What are the two most popular female names in 1880? Try the .sort_values() method but be sure to learn about it first...

In [34]:

# 1. Isolate female names
old_names_female=old_names[old_names['sex']=='F']

# 2. Sort in descending order
old_names_female_sorted = old_names_female.sort_values(by=['count'], ascending=False)
old_names_female_sorted.head(2)

Out[34]:

	name	sex	count
0	Isabella	F	22222
1	Emma	F	17830

What are the two least popular female names in 1880? Similar drill. If you got the answer to (2), this will be easy.

In [35]:

old_names_female_sorted.tail(2)

Out[35]:

	name	sex	count
18193	Gilda	F	5
20122	Zyriel	F	5

Pisa Scores¶

Run the following code to create a DataFrame with mean scores in math, reading, and science.

url = 'http://dx.doi.org/10.1787/888932937035'
pisa = pd.read_excel(url,
                     usecols=[0,1,9,13])   # select columns of interest

Note that we're not setting the index yet. There is some junk at the top and bottom of the spreadsheet.

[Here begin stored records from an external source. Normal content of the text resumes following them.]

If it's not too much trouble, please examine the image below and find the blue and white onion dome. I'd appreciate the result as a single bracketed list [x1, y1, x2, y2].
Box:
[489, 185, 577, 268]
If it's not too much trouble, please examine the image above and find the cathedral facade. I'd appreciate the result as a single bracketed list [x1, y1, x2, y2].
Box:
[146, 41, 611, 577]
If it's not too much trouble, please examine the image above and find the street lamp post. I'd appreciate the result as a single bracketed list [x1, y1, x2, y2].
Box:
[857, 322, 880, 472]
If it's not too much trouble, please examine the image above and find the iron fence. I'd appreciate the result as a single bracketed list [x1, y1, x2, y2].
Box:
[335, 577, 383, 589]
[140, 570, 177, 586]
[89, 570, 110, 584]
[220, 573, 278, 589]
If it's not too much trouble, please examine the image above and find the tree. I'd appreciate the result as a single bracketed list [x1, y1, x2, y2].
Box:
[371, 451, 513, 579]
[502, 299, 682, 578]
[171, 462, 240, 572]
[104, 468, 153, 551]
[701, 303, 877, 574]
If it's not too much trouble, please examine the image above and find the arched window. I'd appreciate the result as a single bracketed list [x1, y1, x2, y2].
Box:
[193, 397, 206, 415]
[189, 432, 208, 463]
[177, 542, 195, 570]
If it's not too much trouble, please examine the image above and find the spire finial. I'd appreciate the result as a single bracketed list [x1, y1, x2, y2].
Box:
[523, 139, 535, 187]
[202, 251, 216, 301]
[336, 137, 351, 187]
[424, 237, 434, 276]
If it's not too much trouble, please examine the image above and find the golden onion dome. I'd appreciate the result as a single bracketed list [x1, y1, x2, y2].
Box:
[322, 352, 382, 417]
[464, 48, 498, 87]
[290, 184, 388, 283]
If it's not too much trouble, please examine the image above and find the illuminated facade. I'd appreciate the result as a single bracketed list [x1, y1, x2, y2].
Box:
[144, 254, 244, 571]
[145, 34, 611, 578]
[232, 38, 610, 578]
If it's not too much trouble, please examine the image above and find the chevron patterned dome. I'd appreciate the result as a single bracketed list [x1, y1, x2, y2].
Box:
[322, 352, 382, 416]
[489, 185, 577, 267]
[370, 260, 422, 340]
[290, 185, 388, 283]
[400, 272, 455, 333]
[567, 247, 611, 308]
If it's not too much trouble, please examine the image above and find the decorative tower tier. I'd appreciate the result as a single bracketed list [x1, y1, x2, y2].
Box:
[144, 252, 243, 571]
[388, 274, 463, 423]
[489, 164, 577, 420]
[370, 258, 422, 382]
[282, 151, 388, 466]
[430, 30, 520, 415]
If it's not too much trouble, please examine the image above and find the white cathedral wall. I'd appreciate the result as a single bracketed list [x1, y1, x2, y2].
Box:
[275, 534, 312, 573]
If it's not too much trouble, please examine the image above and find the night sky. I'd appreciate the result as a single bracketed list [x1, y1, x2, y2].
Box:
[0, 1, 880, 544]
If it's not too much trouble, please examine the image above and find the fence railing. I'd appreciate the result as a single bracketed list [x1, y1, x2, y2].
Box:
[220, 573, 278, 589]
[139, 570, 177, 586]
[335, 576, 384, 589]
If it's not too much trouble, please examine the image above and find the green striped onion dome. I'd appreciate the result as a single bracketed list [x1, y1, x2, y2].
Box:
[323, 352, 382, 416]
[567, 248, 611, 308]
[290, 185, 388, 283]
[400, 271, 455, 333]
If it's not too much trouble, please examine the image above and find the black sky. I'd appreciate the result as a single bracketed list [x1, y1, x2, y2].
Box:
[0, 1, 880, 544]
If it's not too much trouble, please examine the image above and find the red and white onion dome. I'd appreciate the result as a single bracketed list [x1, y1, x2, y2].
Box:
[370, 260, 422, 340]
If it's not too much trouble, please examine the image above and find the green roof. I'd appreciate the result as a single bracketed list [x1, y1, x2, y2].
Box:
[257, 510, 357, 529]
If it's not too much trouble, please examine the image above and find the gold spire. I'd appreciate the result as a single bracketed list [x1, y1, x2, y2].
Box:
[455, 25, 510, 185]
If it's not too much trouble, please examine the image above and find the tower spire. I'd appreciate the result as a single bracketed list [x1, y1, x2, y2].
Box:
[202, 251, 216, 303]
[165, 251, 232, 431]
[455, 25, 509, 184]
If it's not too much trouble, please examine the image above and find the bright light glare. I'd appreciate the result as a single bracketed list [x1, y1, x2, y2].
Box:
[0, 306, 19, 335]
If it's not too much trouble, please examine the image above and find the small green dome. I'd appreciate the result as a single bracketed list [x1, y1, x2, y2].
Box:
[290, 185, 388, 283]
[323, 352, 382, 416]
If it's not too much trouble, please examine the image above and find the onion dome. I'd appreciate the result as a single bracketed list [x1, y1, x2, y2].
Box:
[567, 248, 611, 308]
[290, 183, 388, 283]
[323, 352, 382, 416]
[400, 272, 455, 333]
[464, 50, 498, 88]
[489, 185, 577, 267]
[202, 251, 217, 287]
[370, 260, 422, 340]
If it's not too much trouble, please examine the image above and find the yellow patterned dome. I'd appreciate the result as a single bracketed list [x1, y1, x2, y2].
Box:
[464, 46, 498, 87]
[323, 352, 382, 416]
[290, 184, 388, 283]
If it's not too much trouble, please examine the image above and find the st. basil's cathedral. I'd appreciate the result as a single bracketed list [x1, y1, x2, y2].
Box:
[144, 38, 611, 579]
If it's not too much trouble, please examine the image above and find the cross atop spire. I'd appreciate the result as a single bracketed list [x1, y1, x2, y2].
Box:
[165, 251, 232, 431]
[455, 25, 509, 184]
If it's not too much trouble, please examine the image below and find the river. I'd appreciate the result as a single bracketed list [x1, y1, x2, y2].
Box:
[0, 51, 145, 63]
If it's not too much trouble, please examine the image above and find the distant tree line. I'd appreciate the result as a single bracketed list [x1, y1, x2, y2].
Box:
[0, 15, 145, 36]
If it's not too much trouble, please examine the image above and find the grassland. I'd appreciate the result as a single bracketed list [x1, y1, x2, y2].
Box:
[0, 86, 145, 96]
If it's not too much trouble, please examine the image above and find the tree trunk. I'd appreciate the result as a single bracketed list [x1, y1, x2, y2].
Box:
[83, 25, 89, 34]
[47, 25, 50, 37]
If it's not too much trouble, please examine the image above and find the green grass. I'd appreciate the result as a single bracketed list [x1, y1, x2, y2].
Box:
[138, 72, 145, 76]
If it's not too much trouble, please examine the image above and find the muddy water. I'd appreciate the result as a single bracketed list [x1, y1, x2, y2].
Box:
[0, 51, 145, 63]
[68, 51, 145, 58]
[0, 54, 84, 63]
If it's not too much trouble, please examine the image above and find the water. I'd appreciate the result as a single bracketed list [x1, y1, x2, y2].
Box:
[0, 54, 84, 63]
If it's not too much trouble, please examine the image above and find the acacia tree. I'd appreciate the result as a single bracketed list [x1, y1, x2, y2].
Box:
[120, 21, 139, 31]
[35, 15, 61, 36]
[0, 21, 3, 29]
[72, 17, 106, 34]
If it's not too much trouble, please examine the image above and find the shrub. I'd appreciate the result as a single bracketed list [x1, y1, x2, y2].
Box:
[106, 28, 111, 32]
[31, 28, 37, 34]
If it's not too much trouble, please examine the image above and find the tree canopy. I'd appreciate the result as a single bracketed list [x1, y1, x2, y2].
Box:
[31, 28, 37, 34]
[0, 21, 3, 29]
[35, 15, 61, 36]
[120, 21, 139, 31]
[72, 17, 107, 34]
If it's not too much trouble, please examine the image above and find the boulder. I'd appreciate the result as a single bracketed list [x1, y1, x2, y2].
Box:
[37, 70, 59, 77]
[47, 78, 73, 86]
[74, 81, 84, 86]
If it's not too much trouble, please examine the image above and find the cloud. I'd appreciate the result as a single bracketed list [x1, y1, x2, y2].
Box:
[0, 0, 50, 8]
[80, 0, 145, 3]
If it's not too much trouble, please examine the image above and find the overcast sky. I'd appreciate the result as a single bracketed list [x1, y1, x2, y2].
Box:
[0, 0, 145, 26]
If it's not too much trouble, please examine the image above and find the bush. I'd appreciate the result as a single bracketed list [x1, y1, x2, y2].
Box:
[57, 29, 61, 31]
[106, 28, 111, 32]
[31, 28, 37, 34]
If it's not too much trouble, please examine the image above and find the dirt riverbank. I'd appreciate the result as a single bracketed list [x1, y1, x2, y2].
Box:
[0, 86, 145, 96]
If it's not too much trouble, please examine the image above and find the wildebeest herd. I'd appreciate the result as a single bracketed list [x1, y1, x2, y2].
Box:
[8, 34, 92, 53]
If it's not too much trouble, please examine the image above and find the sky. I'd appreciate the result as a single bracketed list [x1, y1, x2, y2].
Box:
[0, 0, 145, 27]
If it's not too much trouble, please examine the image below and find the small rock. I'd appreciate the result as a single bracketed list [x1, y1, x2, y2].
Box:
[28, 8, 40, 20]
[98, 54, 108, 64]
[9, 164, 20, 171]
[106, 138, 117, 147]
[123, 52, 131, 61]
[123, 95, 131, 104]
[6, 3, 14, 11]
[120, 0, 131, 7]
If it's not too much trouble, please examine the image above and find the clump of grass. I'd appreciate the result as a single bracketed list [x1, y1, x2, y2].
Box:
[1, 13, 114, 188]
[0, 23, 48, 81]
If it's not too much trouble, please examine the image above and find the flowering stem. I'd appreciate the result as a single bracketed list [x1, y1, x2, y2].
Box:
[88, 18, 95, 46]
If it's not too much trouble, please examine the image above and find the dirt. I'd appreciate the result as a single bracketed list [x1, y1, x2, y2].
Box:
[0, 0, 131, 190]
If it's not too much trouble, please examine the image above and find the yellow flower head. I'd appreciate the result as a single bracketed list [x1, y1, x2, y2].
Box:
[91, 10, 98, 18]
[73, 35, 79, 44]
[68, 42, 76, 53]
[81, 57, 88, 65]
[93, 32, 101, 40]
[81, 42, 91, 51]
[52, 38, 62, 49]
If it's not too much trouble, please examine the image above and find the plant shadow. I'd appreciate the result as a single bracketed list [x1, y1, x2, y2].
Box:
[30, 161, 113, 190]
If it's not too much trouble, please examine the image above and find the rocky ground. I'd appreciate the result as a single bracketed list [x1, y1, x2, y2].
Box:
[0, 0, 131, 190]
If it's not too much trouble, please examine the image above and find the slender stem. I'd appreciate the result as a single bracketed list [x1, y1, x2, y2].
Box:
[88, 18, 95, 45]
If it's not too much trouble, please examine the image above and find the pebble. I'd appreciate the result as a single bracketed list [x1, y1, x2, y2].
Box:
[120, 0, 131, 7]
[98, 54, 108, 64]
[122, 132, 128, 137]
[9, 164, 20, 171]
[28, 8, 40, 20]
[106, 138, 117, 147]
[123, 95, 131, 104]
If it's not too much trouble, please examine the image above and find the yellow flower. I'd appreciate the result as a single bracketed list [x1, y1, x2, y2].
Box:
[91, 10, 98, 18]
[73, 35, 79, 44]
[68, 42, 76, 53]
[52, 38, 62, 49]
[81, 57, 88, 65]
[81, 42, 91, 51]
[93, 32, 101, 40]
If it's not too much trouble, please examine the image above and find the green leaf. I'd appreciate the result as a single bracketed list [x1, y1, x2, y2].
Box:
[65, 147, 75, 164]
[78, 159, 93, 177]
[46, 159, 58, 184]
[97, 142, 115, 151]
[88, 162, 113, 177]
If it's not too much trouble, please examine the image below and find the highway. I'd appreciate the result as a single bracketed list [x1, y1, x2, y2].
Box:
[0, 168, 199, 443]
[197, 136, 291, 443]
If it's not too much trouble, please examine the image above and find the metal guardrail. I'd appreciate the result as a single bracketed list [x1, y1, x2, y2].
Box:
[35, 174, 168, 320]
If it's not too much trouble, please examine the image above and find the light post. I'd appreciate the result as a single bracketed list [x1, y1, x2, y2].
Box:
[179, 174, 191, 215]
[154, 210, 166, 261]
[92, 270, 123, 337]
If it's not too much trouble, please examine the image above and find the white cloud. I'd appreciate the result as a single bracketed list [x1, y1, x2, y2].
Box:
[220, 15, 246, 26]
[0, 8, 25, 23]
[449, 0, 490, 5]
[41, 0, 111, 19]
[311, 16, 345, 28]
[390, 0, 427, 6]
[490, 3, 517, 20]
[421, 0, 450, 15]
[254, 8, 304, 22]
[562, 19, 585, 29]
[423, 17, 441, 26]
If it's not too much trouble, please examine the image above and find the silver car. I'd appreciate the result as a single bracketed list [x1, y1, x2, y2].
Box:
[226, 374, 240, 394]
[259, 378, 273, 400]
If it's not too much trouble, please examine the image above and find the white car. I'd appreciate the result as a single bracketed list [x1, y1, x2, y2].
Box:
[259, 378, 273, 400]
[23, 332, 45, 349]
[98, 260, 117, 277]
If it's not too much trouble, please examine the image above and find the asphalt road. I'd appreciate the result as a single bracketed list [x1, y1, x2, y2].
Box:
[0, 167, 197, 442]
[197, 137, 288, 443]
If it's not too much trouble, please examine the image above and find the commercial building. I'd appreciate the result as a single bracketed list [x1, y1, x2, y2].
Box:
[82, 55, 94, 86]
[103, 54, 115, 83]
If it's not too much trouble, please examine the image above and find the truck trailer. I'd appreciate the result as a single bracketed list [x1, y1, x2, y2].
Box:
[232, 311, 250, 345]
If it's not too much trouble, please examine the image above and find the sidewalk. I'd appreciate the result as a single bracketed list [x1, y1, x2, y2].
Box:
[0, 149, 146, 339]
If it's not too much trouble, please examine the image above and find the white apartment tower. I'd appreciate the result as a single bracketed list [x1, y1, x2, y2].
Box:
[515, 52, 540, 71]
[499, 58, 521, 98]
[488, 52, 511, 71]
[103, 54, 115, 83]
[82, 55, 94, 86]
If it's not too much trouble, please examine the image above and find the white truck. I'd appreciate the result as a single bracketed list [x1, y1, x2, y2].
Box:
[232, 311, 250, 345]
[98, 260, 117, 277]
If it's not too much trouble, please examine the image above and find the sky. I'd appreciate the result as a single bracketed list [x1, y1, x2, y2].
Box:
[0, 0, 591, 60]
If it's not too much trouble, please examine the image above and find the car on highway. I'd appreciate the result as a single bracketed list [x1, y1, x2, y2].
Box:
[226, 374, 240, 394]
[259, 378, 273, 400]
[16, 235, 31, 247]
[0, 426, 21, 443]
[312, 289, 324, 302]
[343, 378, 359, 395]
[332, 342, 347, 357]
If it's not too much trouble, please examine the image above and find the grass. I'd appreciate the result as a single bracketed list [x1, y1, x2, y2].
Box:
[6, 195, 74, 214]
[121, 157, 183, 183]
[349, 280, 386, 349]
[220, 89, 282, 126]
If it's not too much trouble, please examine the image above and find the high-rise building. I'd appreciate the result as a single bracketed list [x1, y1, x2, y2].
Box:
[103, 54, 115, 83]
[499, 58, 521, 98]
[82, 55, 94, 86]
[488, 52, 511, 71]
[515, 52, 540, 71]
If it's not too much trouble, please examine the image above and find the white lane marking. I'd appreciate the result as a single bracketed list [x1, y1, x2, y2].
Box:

Use the the skipheader and skipfooter arguments to find the good data.

In [41]:

url = 'http://dx.doi.org/10.1787/888932937035'
pisa = pd.read_excel(url,
                     skiprows=18,             # skip the first 18 rows
                     skipfooter=7,            # skip the last 7
                     usecols=[0,1,9,13],   # select columns of interest
                     #index_col=0,             # set the index as the first column
                     #header=[0,1]             # set the variable names
                     )

pisa

Out[41]:

	Unnamed: 0	Mathematics	Reading	Science
0	NaN	Mean score in PISA 2012	Mean score in PISA 2012	Mean score in PISA 2012
1	NaN	NaN	NaN	NaN
2	OECD average	494.046447	496.462864	501.159793
3	NaN	NaN	NaN	NaN
4	Shanghai-China	612.675536	569.588408	580.117831
...	...	...	...	...
64	Jordan	385.595556	399.034747	409.367215
65	Colombia	376.488601	403.402534	398.678632
66	Qatar	376.448399	387.504131	383.642553
67	Indonesia	375.114452	396.120095	381.911485
68	Peru	368.102547	384.151223	373.113448

69 rows × 4 columns

There are a lot of missing values. Let's clean-up the data. Use the .dropna() method to get rid of rows with NaN. As always, be sure to learn about the function so you can use if properly.

In [42]:

pisa2 = pisa.dropna()
pisa2

Out[42]:

	Unnamed: 0	Mathematics	Reading	Science
2	OECD average	494.046447	496.462864	501.159793
4	Shanghai-China	612.675536	569.588408	580.117831
5	Singapore	573.468314	542.215834	551.493157
6	Hong Kong-China	561.241096	544.600086	554.937434
7	Chinese Taipei	559.824796	523.118904	523.314904
...	...	...	...	...
64	Jordan	385.595556	399.034747	409.367215
65	Colombia	376.488601	403.402534	398.678632
66	Qatar	376.448399	387.504131	383.642553
67	Indonesia	375.114452	396.120095	381.911485
68	Peru	368.102547	384.151223	373.113448

66 rows × 4 columns

Make the country names the index.

In [43]:

pisa2.set_index('Unnamed: 0', inplace=True)
pisa2

Out[43]:

	Mathematics	Reading	Science
Unnamed: 0
OECD average	494.046447	496.462864	501.159793
Shanghai-China	612.675536	569.588408	580.117831
Singapore	573.468314	542.215834	551.493157
Hong Kong-China	561.241096	544.600086	554.937434
Chinese Taipei	559.824796	523.118904	523.314904
...	...	...	...
Jordan	385.595556	399.034747	409.367215
Colombia	376.488601	403.402534	398.678632
Qatar	376.448399	387.504131	383.642553
Indonesia	375.114452	396.120095	381.911485
Peru	368.102547	384.151223	373.113448

66 rows × 3 columns

What percent is the US pisa score as compared to the "OECD average"?

In [44]:

print(pisa2.loc['United States']/pisa2.loc['OECD average'])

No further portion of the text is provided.